WASHINGTON (Reuters) - U.S. President Donald Trump said on Thursday he would impose an additional 10% tariff on $300 billion (£247 billion) worth of Chinese imports starting Sept. 1, as talks aimed at easting tensions between the world’s two largest economies continue.
“Trade talks are continuing, and during the talks the U.S. will start, on September 1st, putting a small additional Tariff of 10% on the remaining 300 Billion Dollars of goods and products coming from China into our Country. This does not include the 250 Billion Dollars already Tariffed at 25%,” Trump tweeted.
In a string of tweets, Trump also faulted China for not following through on promises to buy more American agricultural products and personally criticized Chinese President Xi Jinping for failing to do more to stem sales of the synthetic opioid fentanyl.
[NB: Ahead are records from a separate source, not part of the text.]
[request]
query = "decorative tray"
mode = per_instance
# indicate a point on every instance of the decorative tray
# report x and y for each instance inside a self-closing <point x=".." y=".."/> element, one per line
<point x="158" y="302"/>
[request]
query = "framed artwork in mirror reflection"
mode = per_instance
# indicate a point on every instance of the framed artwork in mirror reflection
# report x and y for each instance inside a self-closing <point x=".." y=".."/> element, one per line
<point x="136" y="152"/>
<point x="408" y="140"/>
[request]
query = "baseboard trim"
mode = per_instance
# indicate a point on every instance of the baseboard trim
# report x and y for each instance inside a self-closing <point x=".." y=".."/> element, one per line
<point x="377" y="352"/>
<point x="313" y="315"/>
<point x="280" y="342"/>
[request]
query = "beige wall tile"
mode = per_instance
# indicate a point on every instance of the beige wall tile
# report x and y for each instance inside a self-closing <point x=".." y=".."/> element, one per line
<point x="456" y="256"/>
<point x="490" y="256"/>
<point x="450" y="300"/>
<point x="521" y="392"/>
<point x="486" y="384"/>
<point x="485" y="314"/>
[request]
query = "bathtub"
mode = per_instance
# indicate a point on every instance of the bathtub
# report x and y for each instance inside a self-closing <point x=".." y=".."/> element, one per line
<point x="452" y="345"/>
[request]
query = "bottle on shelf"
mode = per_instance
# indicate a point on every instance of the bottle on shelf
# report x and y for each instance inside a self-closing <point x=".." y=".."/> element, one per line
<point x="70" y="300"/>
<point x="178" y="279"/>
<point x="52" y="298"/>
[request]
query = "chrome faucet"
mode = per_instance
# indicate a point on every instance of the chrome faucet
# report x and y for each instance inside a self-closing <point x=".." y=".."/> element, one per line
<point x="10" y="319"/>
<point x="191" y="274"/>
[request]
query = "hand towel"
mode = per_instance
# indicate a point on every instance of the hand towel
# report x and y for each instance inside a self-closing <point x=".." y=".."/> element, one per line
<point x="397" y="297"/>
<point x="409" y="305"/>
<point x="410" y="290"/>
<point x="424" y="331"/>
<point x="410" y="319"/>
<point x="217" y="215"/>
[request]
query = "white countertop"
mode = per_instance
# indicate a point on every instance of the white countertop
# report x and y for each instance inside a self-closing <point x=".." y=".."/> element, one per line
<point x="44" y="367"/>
U.S. stock prices fell after Trump's announcement, with the Dow Jones Industrial Average .DJI falling into negative territory.
U.S. and Chinese negotiators ended two days of talks in Shanghai on Wednesday with little sign of progress, although both countries described the negotiations as constructive. Another round of meetings between the negotiators has been scheduled for September.
The United States and China have been locked in a trade war marked by tit-for-tat tariffs since last year. The tensions have disrupted global supply chains and roiled financial markets.